One could argue that Apple’s innovative ecosystem is deserving of such fees. After all, it is a free market. If developers and industry partners do not like the fees, they can go elsewhere. That’s capitalism.

At the same time, regulatory scrutiny is a headwind investors continue to battle in big tech. With a Democrat House and Senate now in place, more emphasis is likely to be placed on how to best regulate the companies that currently have a stranglehold on how we live in this tech-heavy world.

What Analysts Are Saying About AAPL Stock

According to TipRanks’ analyst rating consensus, AAPL stock comes in as a Moderate Buy. Out of 27 analyst ratings, there are 20 Buy recommendations, 5 Hold recommendations, and 2 Sell recommendations.

As for price targets, the average analyst price target is $157.92. Analyst Apple price targets range from a low of $90.00 per share to a high of $185.00 per share.

Bottom Line

Investors in AAPL stock likely have nothing to fear, over the long-term. Yes, near-term headwinds could cause some volatility. However, over the long-term, growth stocks such as Apple with higher-than-average earnings growth are likely to continue to outperform.

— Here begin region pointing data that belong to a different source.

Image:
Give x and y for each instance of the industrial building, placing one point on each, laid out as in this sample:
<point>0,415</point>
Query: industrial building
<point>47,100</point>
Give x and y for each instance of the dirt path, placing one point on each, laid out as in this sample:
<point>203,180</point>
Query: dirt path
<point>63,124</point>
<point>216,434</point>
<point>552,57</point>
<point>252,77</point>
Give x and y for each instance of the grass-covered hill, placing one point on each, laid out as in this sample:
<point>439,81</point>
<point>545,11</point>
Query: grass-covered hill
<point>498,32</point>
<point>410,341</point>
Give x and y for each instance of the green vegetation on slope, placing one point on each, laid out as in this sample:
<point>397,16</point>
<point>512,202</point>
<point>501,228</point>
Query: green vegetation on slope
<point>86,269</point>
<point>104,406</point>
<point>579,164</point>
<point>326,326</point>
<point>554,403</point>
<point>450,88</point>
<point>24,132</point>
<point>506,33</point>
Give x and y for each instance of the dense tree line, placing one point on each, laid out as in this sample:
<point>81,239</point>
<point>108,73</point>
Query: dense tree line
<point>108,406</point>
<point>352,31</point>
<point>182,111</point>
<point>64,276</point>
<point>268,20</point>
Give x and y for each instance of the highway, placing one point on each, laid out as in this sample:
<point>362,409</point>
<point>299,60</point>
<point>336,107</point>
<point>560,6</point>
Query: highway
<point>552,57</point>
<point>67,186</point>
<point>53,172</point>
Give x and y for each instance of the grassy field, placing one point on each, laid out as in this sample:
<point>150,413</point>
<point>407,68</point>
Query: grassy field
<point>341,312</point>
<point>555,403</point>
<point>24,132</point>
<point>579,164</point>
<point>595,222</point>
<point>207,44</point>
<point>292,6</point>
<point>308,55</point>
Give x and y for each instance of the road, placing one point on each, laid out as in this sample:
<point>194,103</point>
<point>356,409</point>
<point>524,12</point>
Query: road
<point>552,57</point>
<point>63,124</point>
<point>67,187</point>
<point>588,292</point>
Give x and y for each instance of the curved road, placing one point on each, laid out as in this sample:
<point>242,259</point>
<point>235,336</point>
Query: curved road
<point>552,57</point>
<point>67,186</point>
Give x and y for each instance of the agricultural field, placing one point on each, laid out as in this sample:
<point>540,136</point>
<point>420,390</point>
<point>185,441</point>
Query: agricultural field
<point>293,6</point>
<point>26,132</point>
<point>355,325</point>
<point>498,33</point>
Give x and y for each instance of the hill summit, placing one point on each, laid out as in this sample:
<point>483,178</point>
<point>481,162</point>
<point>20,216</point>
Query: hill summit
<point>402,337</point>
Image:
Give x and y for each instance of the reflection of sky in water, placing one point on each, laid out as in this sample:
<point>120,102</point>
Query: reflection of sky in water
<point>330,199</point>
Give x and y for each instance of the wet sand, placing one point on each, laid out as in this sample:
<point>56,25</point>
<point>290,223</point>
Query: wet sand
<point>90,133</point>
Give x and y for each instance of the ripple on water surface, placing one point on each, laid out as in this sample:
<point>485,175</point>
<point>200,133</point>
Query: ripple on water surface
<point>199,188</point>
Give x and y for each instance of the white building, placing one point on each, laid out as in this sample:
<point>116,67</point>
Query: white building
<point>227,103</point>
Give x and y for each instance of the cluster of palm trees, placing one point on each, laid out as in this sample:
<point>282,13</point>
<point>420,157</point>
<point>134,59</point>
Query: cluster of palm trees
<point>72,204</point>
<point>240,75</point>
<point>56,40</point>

In the absence of any serious catalysts suggesting that the party’s over for Apple’s earnings growth, this is a top-notch tech stock to hold today. Indeed, buying AAPL stock on dips has proven to be a very prudent strategy, which still has not changed today.

Disclosure: Chris MacDonald held no position in any of the stocks mentioned in this article at the time of publication.

Disclaimer: The information contained herein is for informational purposes only. Nothing in this article should be taken as a solicitation to purchase or sell securities.